Tyler Schipper, associate professor of economics at the University of St. Thomas, was quoted in a Minnesota Star Tribune column examining Federal Reserve Chair Jerome Powell’s response to political pressure and a Justice Department investigation. Schipper warned that political interference in central banking often leads to inflation, instability and capital flight, pointing to historical examples where weakened institutional independence eroded economic stability and widened inequality.

From the article:
With characteristic caution, Federal Reserve Chair Jerome Powell long ignored the ignoble insults from a petulant President Donald Trump, who viciously criticized the Fed chair professionally and personally for not immediately heeding his demand to lower interest rates.
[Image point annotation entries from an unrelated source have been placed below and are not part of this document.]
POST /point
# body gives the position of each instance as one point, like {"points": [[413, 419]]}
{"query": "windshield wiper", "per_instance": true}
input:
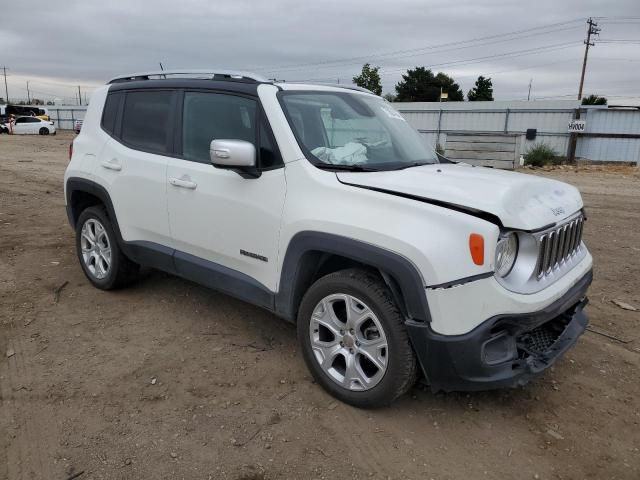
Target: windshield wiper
{"points": [[414, 164], [346, 168]]}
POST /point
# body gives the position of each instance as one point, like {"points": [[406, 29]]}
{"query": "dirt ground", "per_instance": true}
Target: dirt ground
{"points": [[170, 380]]}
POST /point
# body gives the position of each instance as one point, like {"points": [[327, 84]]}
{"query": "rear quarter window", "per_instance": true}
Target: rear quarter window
{"points": [[110, 112]]}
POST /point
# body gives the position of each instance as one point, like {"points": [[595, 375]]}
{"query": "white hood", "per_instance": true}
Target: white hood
{"points": [[520, 201]]}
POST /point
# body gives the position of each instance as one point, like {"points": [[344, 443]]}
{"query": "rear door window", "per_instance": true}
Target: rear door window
{"points": [[147, 120]]}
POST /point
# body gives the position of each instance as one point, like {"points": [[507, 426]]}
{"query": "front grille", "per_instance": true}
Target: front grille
{"points": [[557, 246]]}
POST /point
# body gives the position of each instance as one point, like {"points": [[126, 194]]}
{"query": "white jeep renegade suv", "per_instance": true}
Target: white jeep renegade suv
{"points": [[322, 205]]}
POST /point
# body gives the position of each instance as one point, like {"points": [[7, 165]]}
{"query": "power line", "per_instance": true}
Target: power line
{"points": [[539, 30], [512, 54], [469, 61]]}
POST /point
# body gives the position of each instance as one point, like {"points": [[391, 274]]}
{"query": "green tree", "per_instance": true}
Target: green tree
{"points": [[369, 78], [594, 100], [482, 91], [421, 85]]}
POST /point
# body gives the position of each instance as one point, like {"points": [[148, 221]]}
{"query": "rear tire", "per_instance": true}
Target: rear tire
{"points": [[354, 340], [102, 260]]}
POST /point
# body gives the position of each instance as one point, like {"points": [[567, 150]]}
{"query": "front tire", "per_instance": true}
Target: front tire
{"points": [[102, 260], [354, 340]]}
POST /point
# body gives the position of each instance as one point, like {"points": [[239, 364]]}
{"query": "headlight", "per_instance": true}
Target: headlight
{"points": [[506, 253]]}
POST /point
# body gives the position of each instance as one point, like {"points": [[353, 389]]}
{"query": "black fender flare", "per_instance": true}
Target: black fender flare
{"points": [[145, 253], [77, 184], [402, 271]]}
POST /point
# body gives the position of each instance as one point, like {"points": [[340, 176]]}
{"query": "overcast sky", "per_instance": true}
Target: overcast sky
{"points": [[58, 45]]}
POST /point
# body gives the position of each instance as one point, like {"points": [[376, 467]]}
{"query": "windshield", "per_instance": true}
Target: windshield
{"points": [[348, 129]]}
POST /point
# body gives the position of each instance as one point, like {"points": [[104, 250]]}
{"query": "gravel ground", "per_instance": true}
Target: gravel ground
{"points": [[169, 380]]}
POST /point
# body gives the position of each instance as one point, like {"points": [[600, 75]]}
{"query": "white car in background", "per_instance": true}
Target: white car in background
{"points": [[32, 125]]}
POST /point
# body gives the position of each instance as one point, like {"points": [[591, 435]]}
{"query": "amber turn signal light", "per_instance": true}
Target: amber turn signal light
{"points": [[476, 247]]}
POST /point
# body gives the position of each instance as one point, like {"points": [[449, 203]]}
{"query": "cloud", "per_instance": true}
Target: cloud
{"points": [[57, 45]]}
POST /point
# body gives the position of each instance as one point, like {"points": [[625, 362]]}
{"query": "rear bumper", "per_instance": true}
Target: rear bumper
{"points": [[505, 350]]}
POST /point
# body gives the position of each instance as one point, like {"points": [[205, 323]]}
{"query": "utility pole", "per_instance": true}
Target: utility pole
{"points": [[6, 89], [592, 29]]}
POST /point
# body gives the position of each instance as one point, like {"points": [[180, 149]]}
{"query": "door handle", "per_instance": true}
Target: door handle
{"points": [[182, 183], [112, 165]]}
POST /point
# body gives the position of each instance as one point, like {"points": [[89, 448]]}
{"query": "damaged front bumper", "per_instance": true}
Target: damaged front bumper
{"points": [[505, 350]]}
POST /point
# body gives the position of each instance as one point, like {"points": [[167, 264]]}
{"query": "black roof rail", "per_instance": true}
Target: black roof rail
{"points": [[211, 74]]}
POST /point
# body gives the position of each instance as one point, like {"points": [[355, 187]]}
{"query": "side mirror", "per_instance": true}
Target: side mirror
{"points": [[232, 154]]}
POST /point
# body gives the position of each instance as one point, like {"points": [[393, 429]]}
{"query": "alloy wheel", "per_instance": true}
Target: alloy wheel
{"points": [[96, 248], [348, 342]]}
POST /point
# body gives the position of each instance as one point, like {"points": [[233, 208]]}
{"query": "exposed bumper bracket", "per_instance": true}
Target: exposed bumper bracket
{"points": [[505, 350]]}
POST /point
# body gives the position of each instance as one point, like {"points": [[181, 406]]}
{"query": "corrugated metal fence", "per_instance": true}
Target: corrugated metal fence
{"points": [[612, 134], [65, 116]]}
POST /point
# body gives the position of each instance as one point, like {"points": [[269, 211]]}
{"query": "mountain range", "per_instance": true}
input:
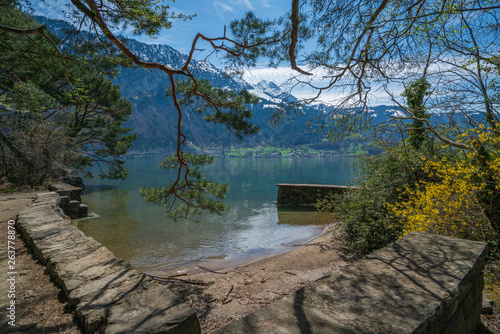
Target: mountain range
{"points": [[154, 118]]}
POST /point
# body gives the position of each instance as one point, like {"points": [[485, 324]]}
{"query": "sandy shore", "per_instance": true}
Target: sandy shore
{"points": [[220, 296]]}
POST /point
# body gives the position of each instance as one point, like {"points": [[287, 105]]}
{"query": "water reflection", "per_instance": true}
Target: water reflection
{"points": [[140, 232]]}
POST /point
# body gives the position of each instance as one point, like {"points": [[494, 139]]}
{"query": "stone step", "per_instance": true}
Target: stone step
{"points": [[109, 296]]}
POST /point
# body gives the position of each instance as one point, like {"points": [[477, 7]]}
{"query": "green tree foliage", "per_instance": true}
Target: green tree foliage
{"points": [[192, 193], [366, 221], [57, 111], [415, 94], [149, 17]]}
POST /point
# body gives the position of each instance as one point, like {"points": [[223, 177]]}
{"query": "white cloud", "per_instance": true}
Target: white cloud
{"points": [[223, 6], [246, 3], [266, 3]]}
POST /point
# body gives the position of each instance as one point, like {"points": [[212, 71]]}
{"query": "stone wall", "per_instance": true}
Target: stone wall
{"points": [[108, 295], [305, 195], [422, 283], [70, 199]]}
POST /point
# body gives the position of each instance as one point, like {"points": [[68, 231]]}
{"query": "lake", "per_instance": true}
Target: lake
{"points": [[141, 234]]}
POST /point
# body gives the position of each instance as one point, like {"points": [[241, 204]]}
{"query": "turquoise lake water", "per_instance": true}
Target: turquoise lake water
{"points": [[141, 234]]}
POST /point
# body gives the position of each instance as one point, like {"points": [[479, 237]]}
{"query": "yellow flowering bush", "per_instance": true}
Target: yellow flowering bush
{"points": [[455, 202]]}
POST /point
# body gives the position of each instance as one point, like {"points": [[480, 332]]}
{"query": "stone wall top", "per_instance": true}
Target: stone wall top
{"points": [[109, 296], [422, 283]]}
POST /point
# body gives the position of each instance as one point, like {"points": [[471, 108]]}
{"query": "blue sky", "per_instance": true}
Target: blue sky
{"points": [[211, 17]]}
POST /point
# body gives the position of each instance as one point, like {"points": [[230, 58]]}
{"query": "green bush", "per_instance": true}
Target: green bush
{"points": [[365, 221]]}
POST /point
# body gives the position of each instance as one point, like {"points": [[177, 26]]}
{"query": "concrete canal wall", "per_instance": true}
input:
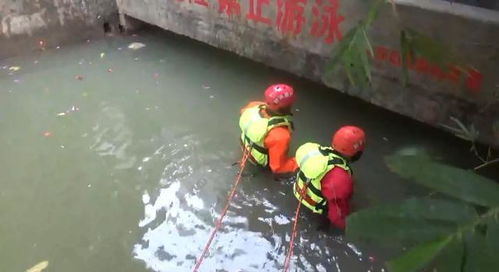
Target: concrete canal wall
{"points": [[299, 35], [27, 25]]}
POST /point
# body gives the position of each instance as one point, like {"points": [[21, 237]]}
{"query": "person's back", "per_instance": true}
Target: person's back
{"points": [[324, 183], [266, 129]]}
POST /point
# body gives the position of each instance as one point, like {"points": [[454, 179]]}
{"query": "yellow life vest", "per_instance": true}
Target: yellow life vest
{"points": [[254, 128], [315, 162]]}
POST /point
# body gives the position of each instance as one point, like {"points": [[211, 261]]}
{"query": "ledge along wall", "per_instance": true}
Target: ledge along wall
{"points": [[27, 25], [299, 35]]}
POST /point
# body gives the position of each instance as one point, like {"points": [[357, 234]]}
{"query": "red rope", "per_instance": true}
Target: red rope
{"points": [[226, 208], [287, 261]]}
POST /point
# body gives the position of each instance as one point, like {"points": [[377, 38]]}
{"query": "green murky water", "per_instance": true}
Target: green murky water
{"points": [[122, 163]]}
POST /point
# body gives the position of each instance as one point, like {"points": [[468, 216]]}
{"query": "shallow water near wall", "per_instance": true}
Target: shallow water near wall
{"points": [[121, 160]]}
So it was all the more powerful when Powell effectively defended his individual and institutional honor in a video statement reacting to a criminal investigation over his congressional testimony about the renovation of the Fed’s headquarters. ...
History is replete with ruinous political interference in central-bank matters. Most infamously in interwar Germany, whose hyperinflation gave rise to radicalization, as well as Turkey, Argentina and Venezuela in the postwar era, said Art Rolnick, former director of research at the Minneapolis Fed. ...
That includes economists like Tyler Schipper, an associate professor at the University of St. Thomas, who concurs with Rolnick and Stern on the need for Fed independence. In countries where a central bank answers to politicians, Schipper said, the result is often “economic failure, inflation, instability and capital flight.” The U.S., he said, “has kind of been this shining light in terms of the importance of the Federal Reserve in keeping stability.”